IHSG Turun 0,69 Persen, Emiten Catatkan Laba Semester I-2026

Smallest Font
Largest Font

Indeks Harga Saham Gabungan (IHSG) mengalami penurunan 0,69% ke level 6.365,37 pada perdagangan Senin (10/8), dilansir dari Detik Finance.

Penurunan IHSG disebabkan oleh tekanan saham TLKM yang turun 3,32%, BBRI melemah 1,28%, dan BREN terkoreksi 3,99%. Namun, saham SMMA, MDKA, dan EMAS mengalami penguatan masing-masing 2,03%, 3,40%, dan 2,01%.

Aktivitas investor asing menunjukkan net sell sebesar Rp875,51 miliar di pasar reguler, tetapi secara keseluruhan mencatat net buy Rp829,70 miliar. Dari 11 sektor saham, 10 sektor berakhir melemah, dengan sektor Non-Cyclicals turun paling besar sebesar 1,37%.

Sektor Transportation menjadi satu-satunya sektor yang naik dengan kenaikan 6,21%. Pergerakan pasar global juga memberikan pengaruh, dengan bursa saham Amerika Serikat yang sebagian besar melemah.

Bursa Efek Indonesia berencana menambahkan kolom afiliasi pada data kepemilikan saham di atas 1% untuk memberikan informasi lebih terkait struktur kepemilikan dan transaksi afiliasi, sehingga investor dapat lebih berhati-hati.

Cisarua Mountain Dairy (CMRY) mencatat laba bersih sebesar Rp1,17 triliun pada semester I-2026, meningkat 17,88% dibandingkan periode sama tahun sebelumnya. Pendapatan naik 25,50% menjadi Rp6,46 triliun, didukung segmen Dairy dan Consumer Foods.

CMRY juga mulai mengekspor produk ke Vietnam sejak Mei 2026 dan sudah menjangkau beberapa negara seperti Filipina, Kamboja, dan Malaysia. Perseroan mengembangkan Cimory Yogurt Cafe untuk memperluas interaksi dengan konsumen.

IFSH membukukan laba bersih Rp46,18 miliar pada semester I-2026, berbalik dari rugi Rp6,17 miliar pada tahun sebelumnya.

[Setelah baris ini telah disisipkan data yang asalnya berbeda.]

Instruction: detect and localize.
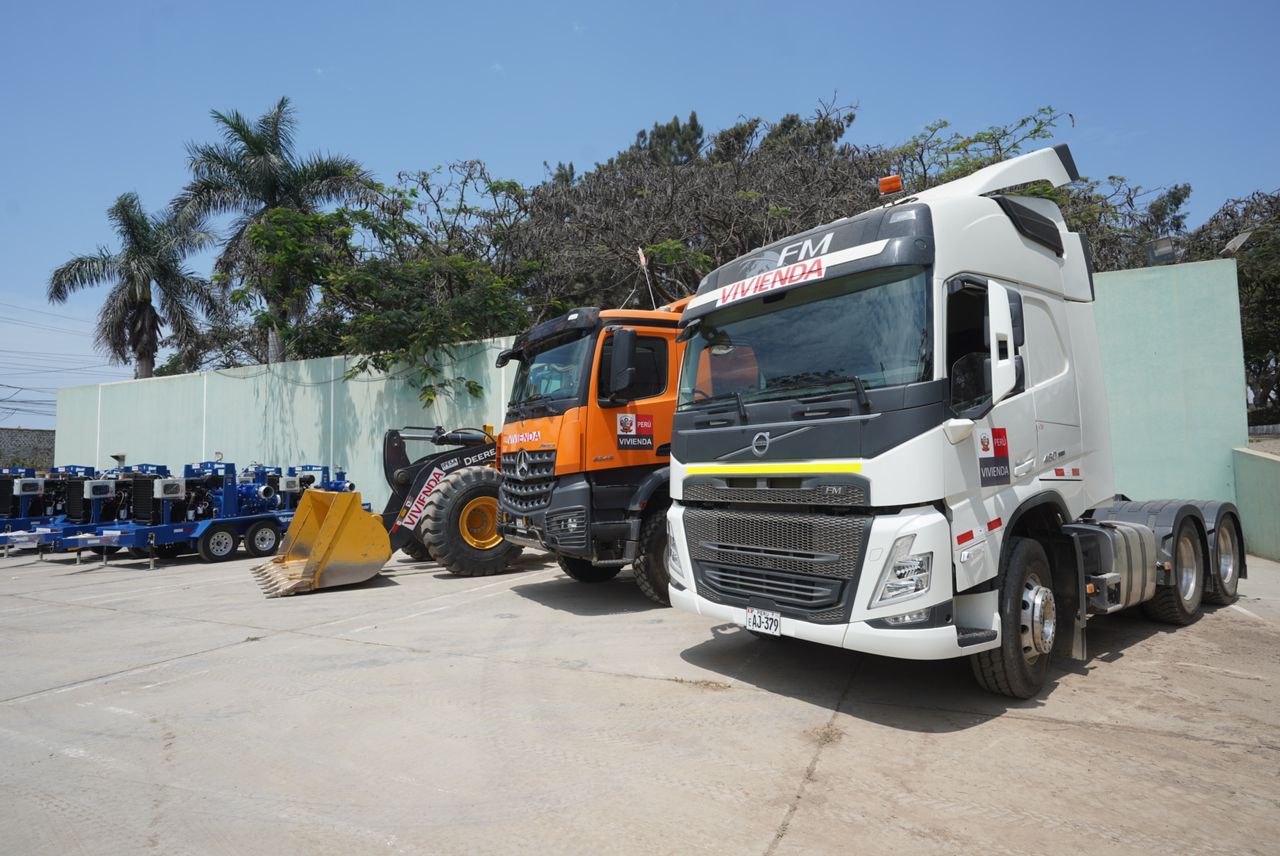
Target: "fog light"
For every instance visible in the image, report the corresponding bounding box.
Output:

Kenaikan penjualan neto sebesar 88,56% menjadi Rp634,29 miliar mendorong laba bruto naik signifikan.

Kontribusi terbesar IFSH berasal dari bisnis pertambangan dan pengolahan nikel sebesar Rp540,16 miliar, yakni 85,2% dari total pendapatan. Saham IFSH berpotensi menguat jika mampu menembus pola teknikal tertentu.

Triputra Agro Persada (TAPG) menetapkan pembagian dividen interim sebesar Rp60 per saham atau sekitar Rp1,19 triliun, setara dengan dividend payout ratio 58,33% dari laba bersih semester I-2026 sebesar Rp2,04 triliun.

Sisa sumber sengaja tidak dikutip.